How is this different from defining a datatype with a regex pattern?

add regular expression substitutions to the grammar s/foo/bar/

ontodev/valve.py#28

generalize the datatype table to be reusable conditions in a hierarchy -- maybe rename to "condition" table

I think it would make more sense to rename field to condition because that's where you're defining the actual conditions for the data. I actually like the datatype table name.

generalize datatypes from a tree to a DAG by allowing multiple parents

If we enforce one word (below), we can allow comma-separated lists of parents

maybe enforce that datatype names are single words

I think this would be great!

maybe rework split(pattern, count, expression, ...) as concat(slot, slot, slot), e.g. concat(cell.label, " & ", gates)
drop CURIE and replace with more general concat(prefix.prefix, ":", local_name)

I can see this - and I think it would be good to limit the number of functions more. I think in split, the count is a bit redundant anyway.

A slight change I want to propose: you listed a table-column pair for the prefix example, but I think the values should be expressions (datatypes & functions) or strings.
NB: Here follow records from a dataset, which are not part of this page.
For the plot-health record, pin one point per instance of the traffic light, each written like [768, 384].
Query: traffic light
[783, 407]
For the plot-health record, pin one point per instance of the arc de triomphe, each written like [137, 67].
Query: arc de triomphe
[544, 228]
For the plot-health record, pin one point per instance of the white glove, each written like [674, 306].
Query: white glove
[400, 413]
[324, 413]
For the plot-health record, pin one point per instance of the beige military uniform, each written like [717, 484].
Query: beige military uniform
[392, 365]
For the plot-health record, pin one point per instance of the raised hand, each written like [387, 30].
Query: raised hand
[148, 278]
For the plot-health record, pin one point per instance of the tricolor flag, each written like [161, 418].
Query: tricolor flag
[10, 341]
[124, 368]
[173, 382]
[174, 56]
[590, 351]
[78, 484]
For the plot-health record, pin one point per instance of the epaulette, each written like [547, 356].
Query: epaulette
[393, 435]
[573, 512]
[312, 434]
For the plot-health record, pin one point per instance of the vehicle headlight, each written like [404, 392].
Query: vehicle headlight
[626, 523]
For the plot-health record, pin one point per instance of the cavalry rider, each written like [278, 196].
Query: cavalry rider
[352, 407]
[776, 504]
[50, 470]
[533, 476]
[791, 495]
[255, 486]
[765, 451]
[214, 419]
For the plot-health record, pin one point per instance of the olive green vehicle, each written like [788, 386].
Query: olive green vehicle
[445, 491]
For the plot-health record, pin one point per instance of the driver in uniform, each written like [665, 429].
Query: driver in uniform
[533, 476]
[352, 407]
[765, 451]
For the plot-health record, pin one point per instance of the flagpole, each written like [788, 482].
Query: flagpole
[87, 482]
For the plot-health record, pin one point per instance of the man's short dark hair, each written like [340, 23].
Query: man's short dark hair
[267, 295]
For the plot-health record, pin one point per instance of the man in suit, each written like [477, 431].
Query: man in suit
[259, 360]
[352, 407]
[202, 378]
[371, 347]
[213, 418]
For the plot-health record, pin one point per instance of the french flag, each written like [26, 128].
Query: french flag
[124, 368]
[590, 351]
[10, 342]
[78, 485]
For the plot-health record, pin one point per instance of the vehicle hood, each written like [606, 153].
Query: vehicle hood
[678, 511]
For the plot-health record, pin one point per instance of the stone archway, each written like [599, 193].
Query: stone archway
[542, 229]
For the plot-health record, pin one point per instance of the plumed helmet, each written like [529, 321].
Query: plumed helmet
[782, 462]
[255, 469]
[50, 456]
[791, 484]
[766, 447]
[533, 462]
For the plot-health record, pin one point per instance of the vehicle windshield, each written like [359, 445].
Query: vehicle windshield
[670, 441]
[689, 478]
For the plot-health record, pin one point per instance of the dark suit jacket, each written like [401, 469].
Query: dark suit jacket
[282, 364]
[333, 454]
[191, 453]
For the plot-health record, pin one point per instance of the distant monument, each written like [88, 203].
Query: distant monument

So instead of concat(prefix.prefix, ...) it would be concat(in(prefix.prefix), ...)

a tree with a split is not a tree, it's a directed acyclic graph -- I'd like to distinguish tree from dag (or maybe hierarchy)

Why don't we just call it hierarchy? I don't think we need two separate tree and dag functions - that might be confusing?

I'm worried that the current grammar has a lot of ambiguity: double quoted strings vs double quoted datatypes or column names or table names -- maybe this doesn't matter

I agree, but I haven't run into a problem with this yet... I guess if you name a datatype "a.b" it could be interpreted as a table-column pair, but if we restrict the datatypes to single words with no special characters (except maybe dash/underscore), that wouldn't be a problem. Also, if we do that, then we do not ever need to surround datatypes with double quotes. And we can specify that string values should always be quoted, even if they're one word.